Because, you know for the most part, if you’re running an agency, you’re a smart person. You’re taking risks. You’re thinking about important things. My goal is to help people get there faster and better than if they did it on their own.

Barry: And as you’ve mentioned there are a couple of articles and the tool you mentioned and a few other bits and pieces that we’ll include in the show notes on HappyPorch.com/radio. Finally, Karl, if anybody’s listening and wants to reach out to you, or find out a bit more about who you are and the services you offer, where do they go?

Karl: They should go to SakasAndCompany.com. That’s S-A-K-A-S-A-N-D, the word ‘company’ .com. SakasAndCompany.com. I have tons of free articles and other advice on the website. In particular, you know, we were talking a lot about getting clients off to the right start for your agency.

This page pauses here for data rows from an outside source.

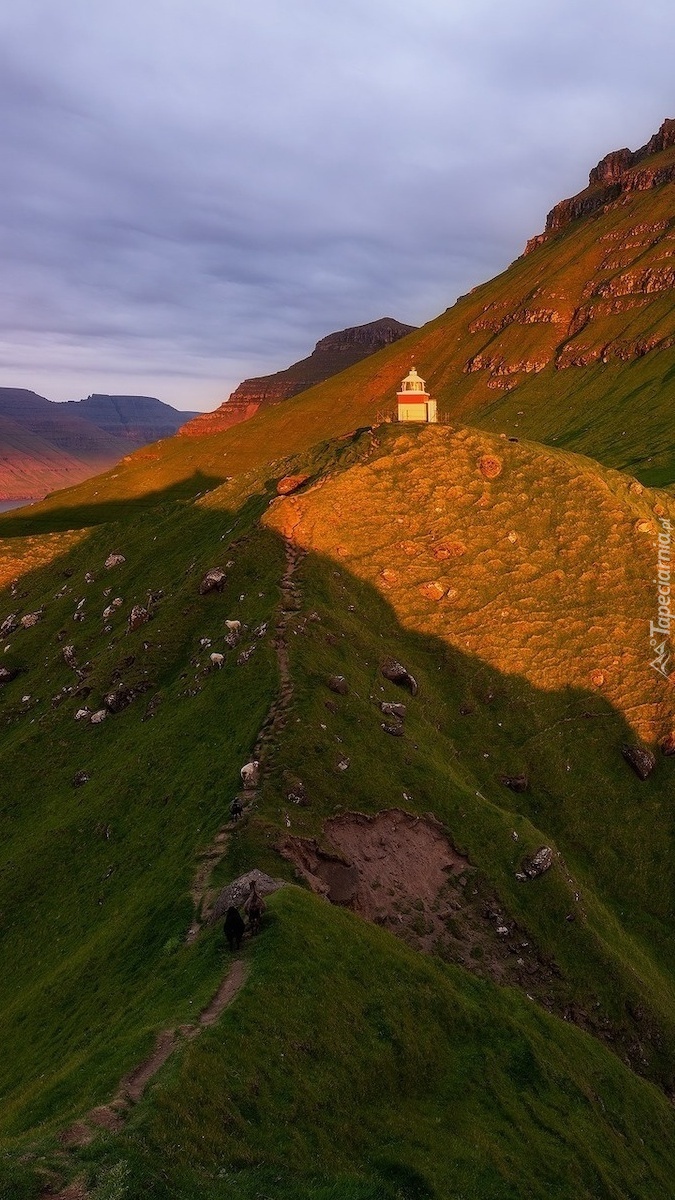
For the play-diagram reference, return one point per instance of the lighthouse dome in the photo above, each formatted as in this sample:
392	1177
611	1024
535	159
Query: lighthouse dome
412	382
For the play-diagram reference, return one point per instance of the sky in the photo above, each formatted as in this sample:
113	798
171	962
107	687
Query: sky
196	191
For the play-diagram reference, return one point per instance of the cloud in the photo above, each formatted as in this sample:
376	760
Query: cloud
198	190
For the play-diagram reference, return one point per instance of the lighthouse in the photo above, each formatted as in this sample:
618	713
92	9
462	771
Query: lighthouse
414	403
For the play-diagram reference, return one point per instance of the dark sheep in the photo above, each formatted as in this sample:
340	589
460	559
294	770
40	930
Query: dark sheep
233	928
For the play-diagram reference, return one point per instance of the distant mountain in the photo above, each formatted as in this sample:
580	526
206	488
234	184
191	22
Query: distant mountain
46	445
330	355
137	419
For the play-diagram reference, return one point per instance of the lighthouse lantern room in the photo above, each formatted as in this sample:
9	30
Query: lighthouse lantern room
414	403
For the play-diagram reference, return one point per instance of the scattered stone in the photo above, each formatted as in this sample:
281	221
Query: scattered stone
30	619
668	744
138	617
291	484
213	581
69	657
515	783
396	673
250	774
490	466
234	894
539	862
432	591
640	760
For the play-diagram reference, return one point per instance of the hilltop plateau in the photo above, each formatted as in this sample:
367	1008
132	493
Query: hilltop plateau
330	355
419	659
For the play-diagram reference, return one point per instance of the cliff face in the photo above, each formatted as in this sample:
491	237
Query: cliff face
136	419
332	354
617	174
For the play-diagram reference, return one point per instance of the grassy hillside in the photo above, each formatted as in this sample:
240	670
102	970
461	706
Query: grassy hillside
502	1093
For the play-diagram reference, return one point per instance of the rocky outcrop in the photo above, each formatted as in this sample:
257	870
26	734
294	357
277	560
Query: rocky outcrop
615	175
332	354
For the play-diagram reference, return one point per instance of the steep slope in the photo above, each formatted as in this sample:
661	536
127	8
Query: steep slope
136	419
330	355
513	742
571	346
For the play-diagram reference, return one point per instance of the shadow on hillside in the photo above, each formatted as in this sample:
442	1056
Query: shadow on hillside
470	725
51	516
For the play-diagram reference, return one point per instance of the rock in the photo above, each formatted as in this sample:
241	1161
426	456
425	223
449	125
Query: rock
490	466
119	699
213	581
640	760
250	774
30	619
539	862
668	744
432	591
398	673
138	617
69	657
515	783
291	484
234	894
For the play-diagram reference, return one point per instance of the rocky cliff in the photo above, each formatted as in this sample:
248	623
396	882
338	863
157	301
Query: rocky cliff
332	354
616	175
136	419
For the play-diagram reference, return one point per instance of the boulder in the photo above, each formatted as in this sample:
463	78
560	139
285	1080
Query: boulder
213	581
668	744
398	673
537	863
234	894
138	617
515	783
640	760
250	774
30	619
291	484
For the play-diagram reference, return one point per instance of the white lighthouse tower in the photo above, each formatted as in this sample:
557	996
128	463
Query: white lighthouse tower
414	403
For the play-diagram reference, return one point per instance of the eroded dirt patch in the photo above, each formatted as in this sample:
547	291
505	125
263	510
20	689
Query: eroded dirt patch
402	871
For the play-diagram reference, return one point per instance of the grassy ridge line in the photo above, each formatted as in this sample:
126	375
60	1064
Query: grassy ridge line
350	1067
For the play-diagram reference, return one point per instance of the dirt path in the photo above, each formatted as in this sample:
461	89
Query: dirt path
203	895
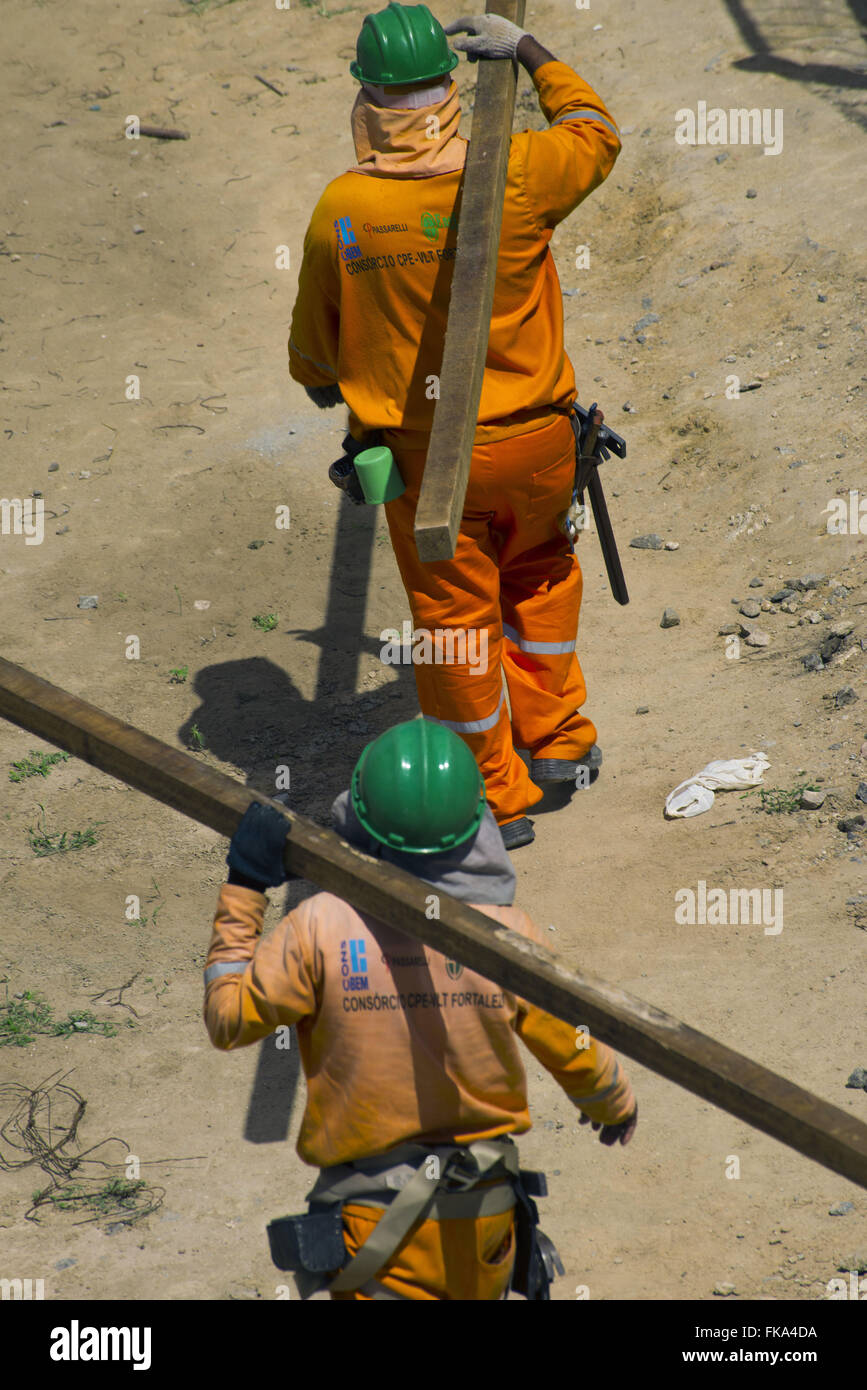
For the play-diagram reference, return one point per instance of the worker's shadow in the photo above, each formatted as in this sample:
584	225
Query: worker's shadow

I have an ebook, free of charge that gets into that. The ebook is called Don’t Just Make the Logo Bigger – Taking Clients from Painful to Profitable, and you can get a free copy of that when you sign up to my newsletter. So, just look for the newsletter sign up on the site. You’ll get a newsletter a couple of times a month and you’ll get an instant copy of the ebook, which people have said they found very helpful as they’re building client relationships.

Barry: Awesome. And I think I’m going to be digging even more into some of your content because there’s so much valuable stuff you’ve shared there. Thanks again for your time.

Karl: Great to be here! Thanks Barry.